Encuesta gestores

El 67% de los inversores ve poco probable una recesión en 2020

Aumenta el apetito por el riesgo en la recta final del año

Operador de la Bolsa de Nueva York
Operador de la Bolsa de Nueva York AFP

“Los inversores siguen siendo bajistas, pero estamos viendo señales de brotes verdes”, asegura Michael Harnett, jefe de estrategias de inversiones de Bank of America Merrill Lynch. La encuesta de gestores del mes de octubre recoge que la preocupación por la recesión sigue pasando factura al apetito por el riesgo de los inversores. El 31% de los encuestados espera una recesión el próximo año, frente al 67% que lo ve como poco probable. A pesar de ser mayoría los inversores que no esperan una recesión solo el 18% de los participantes prevé un alza de los tipos el próximo ejercicio. Este dato contrasta con la realidad que se vivía en septiembre de 2018 cuando el 87% de los gestores daba por descontado unas tasas más elevadas a corto plazo.

En 12 meses la política monetaria de los principales bancos centrales, la Reserva Federal y el BCE, ha dado un giro de 180 grados. La debilidad macroeconómica y la incertidumbre que existe en relación a la guerra comercial y el Brexit han llevado a los responsables de la política monetaria a una mayor flexibilización.
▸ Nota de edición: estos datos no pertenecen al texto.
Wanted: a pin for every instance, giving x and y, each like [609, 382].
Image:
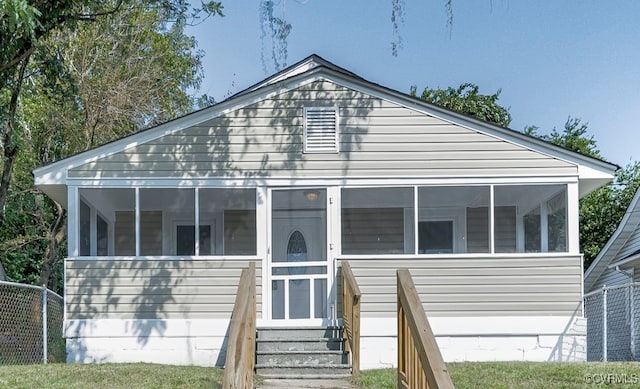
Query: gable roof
[608, 256]
[592, 172]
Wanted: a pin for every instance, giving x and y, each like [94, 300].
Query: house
[609, 286]
[298, 173]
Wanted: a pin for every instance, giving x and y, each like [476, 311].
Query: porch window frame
[571, 213]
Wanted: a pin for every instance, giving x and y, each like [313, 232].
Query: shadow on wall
[262, 140]
[138, 289]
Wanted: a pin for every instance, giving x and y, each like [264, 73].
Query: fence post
[44, 324]
[604, 323]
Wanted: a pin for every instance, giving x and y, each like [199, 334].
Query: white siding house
[309, 168]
En los últimos tres meses la Fed ha bajado dos veces el precio del dinero, mientras Mario Draghi ha recortado la facilidad de depósito y ha anunciado que a partir de noviembre volverá a comprar deuda por importe de 20.000 millones al mes.

Con la vista puesta en la próxima década, el 30% de los inversores creen que las Bolsas emergentes ofrecerán los mejores resultados, frente al 22% que sigue apostando por EE UU, el 17% se decanta por China y solo 15% cree que Europa encabezará el ranking.
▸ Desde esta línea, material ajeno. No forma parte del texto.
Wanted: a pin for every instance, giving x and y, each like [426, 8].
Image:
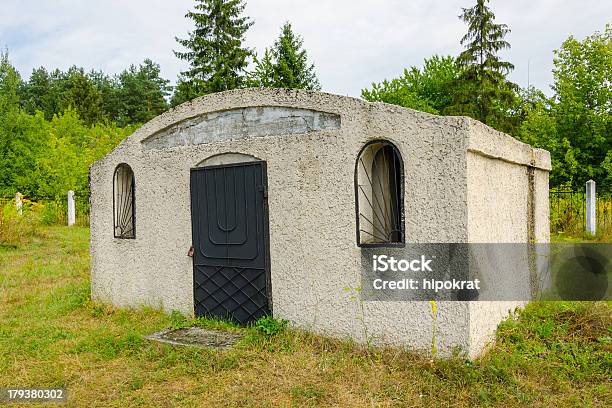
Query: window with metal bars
[123, 202]
[379, 194]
La temporada de resultados da esta semana el pistoletazo de salida. Las expectativas de beneficio por acción a nivel mundial continúan siendo pesimistas con el 35% de los gestores esperan que los beneficios se deterioren el próximo año. Asimismo, en 43% de los inversores prefieren que las compañías redoblen los esfuerzos por sanear el balance, mientras el 39% cree que la mejor forma de gastar el dinero es a través de inversiones de capital y solo el 14% considera que el reparto del beneficio entre los accionistas es la mejor solución.
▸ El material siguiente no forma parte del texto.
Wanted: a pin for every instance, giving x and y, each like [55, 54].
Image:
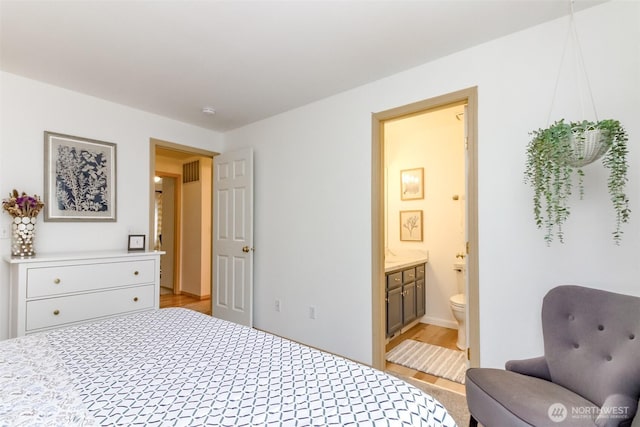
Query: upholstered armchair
[589, 374]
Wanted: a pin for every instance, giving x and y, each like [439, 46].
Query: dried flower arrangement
[22, 205]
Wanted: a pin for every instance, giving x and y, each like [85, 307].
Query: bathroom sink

En cuanto a los riesgos, la guerra comercial es la principal preocupación (40% de los gestores). A pesar de que este conflicto está generando muchos quebraderos de cabeza, el 43% de los participantes cree que las tensiones comerciales entre China y EE UU es la nueva realidad con la que hay que aprender a convivir pues su solución parece lejana. El viernes ambas potencias firmaron una tregua, que si bien fue recibida con los brazos abiertos por el mercado, días después la desconfianza volvió a apoderarse los inversores. Muchos analistas señalan que el acuerdo no implica que se reviertan las tarifas, sino que se posponen, algo que ya ha vivido el mercado. Este escepticismo contrasta con el optimismo de algunos gestores pues el 36% espera que se alcance una solución definitiva a antes de las elecciones presidenciales estadounidenses de 2020. No obstante, si finalmente se alcanzar un pacto definitivo que relaje las tensiones, tres cuartas parte de los inversores creen que el final de la guerra comercial sería el catalizador más alcista para las acciones en los próximos seis meses.

Junto a la guerra comercial, la ineficacia de la política monetaria y la burbuja en el mercado de bonos son las otras dos grandes preocupaciones.

En un escenario marcado por las dudas económicas y los conflictos geopolíticos, la asignación de activos no es una tarea sencilla. La liquidez sube al 5% desde el 4,7% del mes pasado, por encima de la media de los últimos 10 años (4,6%) pero inferior 5,7% que marcó en junio.

El apetito por el riesgo aumenta y la exposición a la renta variable sube un 5% hasta alcanzar una sobreponderación del 1%, un dato bajo pero positivo. Por regiones, la exposición a la Bolsa de EE UU baja un 2%, pero continúa siendo la región preferida con una sobreponderación del 15%. Los inversores han rotado sus carteras hacia valores de corte defensivo como los vinculados a la salud o el consumo discrecional. En lo que respecta a las firmas cíclicas las de materiales y los bancos son sus opciones preferidas.